EU Science Hub

Chemical pollutant mixtures: how safe are they?

Jul 08 2014

The JRC recently published the results of a co-authored study on the risks posed by chemical pollutant mixtures in the environment. This work is part of the first EU-wide campaign to test the use of biological based assay (bioassays) for assessing water quality in Europe, following the recommendations of the communication of the European Commission on the effects of chemicals (COM(2012) 252), calling for a greater effort to understand and assess the risks associated with chemical mixtures.

Results of the study highlighted the need of precautionary actions even in cases where individual toxicants are present at seemingly harmless concentrations. Some of the observed effects of chemical pollutant mixtures included: changes in marine microbial composition, microalgae toxicity, fish embryo toxicity and increased presence of genes linked to stress response.

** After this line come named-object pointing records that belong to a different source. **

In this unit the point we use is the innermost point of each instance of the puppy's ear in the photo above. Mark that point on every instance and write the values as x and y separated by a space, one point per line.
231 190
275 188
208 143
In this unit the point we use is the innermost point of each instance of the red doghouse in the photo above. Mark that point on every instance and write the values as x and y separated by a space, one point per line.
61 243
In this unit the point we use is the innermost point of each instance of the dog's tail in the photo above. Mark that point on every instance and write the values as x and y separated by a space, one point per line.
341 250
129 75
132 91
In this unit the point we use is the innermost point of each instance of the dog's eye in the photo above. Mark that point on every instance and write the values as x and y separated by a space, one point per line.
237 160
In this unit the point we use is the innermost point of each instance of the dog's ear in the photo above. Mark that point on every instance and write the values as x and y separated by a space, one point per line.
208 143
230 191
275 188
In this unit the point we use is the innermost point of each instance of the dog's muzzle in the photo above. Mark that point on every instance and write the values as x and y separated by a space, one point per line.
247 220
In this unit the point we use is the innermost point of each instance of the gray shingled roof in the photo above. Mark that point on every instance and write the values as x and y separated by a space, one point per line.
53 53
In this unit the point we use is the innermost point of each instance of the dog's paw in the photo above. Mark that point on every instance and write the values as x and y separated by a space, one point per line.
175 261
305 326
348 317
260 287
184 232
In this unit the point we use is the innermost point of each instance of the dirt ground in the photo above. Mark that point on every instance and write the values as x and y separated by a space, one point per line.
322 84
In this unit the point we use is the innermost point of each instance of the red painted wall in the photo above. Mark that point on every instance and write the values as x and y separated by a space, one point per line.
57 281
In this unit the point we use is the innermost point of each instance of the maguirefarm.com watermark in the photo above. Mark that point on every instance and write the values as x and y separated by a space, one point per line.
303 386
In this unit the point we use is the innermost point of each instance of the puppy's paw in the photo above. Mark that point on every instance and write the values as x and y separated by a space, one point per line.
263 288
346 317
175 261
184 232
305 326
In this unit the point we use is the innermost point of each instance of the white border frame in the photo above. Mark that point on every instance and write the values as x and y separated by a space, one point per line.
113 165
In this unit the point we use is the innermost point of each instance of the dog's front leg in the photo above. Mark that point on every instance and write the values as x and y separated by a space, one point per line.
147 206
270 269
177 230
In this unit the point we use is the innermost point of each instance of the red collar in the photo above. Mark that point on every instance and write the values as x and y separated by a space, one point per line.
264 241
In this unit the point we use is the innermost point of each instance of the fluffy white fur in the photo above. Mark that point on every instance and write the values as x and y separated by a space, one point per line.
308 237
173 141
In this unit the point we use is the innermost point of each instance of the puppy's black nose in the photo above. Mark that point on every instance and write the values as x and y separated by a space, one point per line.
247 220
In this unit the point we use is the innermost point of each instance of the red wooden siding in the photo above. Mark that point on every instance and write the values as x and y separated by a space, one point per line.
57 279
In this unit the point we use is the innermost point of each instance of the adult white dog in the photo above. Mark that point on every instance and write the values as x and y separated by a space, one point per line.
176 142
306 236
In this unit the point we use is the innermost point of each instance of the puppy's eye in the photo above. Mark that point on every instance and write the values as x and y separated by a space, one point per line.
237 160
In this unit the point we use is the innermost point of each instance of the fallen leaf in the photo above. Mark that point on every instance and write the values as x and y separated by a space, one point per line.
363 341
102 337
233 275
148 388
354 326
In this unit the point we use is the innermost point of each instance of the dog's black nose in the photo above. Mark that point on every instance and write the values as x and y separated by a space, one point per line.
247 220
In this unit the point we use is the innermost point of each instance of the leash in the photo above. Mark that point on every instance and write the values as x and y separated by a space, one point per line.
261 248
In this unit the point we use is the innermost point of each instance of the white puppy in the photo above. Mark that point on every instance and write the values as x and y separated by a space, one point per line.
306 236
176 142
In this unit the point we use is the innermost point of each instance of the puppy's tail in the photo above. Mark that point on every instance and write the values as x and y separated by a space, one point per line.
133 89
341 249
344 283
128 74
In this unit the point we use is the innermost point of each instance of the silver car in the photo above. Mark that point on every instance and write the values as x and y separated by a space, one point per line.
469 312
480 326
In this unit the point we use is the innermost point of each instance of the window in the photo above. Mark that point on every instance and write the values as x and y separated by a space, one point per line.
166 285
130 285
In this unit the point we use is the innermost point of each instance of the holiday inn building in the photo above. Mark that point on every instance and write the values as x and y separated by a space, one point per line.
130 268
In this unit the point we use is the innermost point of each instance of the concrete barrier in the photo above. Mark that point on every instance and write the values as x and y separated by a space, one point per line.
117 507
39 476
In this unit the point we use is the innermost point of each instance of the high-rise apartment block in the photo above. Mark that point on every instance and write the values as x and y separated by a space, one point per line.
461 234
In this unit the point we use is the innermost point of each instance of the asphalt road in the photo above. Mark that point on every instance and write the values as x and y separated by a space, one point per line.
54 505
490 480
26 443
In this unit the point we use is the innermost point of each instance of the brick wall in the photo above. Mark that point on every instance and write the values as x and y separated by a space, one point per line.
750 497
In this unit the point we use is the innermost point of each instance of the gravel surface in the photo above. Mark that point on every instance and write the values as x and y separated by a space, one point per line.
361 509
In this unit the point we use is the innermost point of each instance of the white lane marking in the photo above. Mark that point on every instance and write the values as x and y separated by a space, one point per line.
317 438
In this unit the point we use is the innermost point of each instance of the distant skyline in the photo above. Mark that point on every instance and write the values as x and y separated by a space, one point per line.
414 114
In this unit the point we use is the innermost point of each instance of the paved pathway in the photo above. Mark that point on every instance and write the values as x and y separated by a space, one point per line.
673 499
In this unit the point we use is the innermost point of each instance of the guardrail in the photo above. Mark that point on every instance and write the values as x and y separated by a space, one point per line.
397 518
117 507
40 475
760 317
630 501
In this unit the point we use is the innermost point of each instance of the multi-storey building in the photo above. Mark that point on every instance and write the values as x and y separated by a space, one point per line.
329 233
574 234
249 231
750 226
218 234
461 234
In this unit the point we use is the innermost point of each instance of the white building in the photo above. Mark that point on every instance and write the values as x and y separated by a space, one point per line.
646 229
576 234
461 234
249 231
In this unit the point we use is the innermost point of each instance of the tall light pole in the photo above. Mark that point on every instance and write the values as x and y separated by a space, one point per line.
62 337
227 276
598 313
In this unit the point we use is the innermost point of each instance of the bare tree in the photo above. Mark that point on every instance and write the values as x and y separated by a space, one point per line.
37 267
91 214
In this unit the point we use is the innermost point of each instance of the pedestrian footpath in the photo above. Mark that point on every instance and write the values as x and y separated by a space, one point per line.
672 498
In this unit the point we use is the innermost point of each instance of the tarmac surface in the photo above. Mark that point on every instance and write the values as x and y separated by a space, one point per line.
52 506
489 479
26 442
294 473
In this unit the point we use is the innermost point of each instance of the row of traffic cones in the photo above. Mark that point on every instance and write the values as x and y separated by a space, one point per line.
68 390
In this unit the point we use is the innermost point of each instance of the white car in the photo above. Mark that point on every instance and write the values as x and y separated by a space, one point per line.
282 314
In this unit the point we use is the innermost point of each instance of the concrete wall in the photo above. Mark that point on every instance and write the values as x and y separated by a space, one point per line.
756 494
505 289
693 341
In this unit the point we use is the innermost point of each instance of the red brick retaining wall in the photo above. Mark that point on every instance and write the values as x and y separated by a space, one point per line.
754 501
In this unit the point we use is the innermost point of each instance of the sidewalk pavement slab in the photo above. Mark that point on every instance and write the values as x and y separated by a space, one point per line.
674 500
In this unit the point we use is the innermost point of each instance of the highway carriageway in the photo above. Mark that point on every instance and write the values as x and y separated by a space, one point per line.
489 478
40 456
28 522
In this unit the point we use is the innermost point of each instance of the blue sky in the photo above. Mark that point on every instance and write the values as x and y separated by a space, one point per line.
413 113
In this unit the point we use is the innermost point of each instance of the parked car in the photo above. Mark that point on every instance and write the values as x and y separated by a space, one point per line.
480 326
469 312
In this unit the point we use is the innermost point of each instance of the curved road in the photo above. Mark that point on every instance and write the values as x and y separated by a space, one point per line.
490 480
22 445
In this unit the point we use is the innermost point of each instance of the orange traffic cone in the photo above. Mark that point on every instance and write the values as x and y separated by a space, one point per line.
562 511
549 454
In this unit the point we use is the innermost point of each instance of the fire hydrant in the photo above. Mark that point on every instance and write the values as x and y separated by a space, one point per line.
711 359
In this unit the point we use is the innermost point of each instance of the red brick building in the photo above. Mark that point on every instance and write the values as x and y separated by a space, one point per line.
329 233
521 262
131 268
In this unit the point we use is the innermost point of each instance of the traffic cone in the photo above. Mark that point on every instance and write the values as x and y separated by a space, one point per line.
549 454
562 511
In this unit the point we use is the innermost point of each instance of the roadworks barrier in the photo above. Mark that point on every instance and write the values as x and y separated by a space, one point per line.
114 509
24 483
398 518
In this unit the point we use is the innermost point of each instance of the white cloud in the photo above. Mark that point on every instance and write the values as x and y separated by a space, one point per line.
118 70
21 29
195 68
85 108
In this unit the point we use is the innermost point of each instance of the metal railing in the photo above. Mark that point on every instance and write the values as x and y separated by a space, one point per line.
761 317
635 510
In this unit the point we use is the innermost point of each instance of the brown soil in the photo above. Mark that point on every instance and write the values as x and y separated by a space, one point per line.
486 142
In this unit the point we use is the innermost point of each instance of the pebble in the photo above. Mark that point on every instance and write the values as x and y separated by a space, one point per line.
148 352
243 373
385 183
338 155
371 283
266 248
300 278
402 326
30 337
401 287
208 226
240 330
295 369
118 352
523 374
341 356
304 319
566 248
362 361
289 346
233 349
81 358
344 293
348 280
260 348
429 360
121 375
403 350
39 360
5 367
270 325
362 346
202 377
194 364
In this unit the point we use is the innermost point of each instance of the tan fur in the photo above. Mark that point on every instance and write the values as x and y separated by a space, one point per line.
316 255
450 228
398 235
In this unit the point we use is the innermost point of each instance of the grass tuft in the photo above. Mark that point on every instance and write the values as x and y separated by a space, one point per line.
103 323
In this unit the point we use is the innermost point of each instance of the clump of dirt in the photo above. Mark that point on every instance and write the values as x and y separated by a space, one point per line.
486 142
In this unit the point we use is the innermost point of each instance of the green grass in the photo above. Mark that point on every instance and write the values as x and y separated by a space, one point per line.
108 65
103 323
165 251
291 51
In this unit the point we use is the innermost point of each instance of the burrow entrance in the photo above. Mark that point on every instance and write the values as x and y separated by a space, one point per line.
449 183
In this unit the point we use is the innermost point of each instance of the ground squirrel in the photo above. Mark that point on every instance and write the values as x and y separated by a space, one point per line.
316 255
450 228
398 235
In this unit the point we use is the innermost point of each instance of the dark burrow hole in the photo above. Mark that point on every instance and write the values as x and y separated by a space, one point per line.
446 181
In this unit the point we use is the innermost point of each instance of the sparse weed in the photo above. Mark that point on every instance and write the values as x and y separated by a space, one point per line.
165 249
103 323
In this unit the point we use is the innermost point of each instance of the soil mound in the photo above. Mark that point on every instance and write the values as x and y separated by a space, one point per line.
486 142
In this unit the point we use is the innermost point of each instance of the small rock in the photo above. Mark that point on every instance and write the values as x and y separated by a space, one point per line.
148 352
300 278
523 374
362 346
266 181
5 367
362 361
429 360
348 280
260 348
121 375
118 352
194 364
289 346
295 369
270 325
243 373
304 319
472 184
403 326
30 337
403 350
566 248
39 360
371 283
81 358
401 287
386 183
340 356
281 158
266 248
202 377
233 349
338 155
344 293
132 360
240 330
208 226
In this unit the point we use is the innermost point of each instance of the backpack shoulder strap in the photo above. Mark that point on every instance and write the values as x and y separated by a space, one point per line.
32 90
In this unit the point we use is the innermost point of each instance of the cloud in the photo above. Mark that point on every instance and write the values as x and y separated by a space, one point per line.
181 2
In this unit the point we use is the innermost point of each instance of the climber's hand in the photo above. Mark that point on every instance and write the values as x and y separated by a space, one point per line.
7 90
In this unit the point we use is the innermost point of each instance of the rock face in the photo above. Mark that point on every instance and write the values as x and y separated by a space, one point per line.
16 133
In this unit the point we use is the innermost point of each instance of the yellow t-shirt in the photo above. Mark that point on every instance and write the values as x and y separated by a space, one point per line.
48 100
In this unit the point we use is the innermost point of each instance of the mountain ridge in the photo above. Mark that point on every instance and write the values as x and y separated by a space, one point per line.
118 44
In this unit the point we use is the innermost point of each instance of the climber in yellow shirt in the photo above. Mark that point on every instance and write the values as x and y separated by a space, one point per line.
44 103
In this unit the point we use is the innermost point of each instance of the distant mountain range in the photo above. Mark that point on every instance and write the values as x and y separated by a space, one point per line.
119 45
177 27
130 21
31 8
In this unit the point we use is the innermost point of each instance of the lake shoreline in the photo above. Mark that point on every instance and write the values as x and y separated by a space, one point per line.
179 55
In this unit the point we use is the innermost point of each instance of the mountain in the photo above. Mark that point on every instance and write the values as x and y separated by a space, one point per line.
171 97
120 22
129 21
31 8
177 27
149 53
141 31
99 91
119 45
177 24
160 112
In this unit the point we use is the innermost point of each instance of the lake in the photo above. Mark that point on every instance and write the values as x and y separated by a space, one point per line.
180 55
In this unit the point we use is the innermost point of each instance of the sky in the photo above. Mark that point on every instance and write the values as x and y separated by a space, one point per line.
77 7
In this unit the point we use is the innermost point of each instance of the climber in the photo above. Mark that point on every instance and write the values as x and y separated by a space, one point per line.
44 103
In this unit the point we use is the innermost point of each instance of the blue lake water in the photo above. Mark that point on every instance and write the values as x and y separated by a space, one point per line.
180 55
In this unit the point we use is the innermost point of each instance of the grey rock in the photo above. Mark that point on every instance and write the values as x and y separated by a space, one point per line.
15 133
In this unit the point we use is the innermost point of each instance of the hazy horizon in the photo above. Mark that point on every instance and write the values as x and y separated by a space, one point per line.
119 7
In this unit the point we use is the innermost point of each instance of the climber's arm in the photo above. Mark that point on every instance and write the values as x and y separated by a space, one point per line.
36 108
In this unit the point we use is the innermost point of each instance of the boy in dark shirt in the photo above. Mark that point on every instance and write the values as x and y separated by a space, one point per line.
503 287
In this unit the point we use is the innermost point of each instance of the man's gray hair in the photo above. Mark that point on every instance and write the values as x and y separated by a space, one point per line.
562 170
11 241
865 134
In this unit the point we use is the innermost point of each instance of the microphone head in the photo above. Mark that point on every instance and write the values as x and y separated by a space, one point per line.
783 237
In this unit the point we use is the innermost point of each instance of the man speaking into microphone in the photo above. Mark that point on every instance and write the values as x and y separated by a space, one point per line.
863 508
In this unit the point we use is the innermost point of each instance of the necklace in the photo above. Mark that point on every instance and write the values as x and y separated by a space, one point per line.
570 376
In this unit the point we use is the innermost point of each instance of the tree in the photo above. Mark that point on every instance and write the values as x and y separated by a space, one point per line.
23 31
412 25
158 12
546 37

The effects of complex chemical mixtures on wildlife and humans have rarely been analysed under environmentally relevant scenarios. To address this issue, the study proposes an innovative approach bridging the gap between ecological and chemical monitoring. Two mixtures were tested, composed of 14 and 19 substances of concern, each present at its safety limit concentration as imposed by European legislation: pesticides, pharmaceuticals, heavy metals, polyaromatic hydrocarbons, surfactants and plasticisers. The effects of the mixtures were assessed in 35 bioassays, among them in vivo studies, based on eleven organisms all having a different position in the food chain.


Effects of this chemical mixture have been also investigated as gene expression changes in four different organisms. The objective is to identify biomarkers that could be used as early warnings of exposure, even before other adverse outcomes become visible.

Further work will be needed to evaluate the performances and harmonise the different bioassays currently available.


The JRC, within its work programme on water quality assessment, contributed to the study by testing the effects of mixtures on its in-house model organism - the marine diatom (algae) Thalassiosira pseudonana - and performed an assay to detect the estrogenic receptor-binding compounds.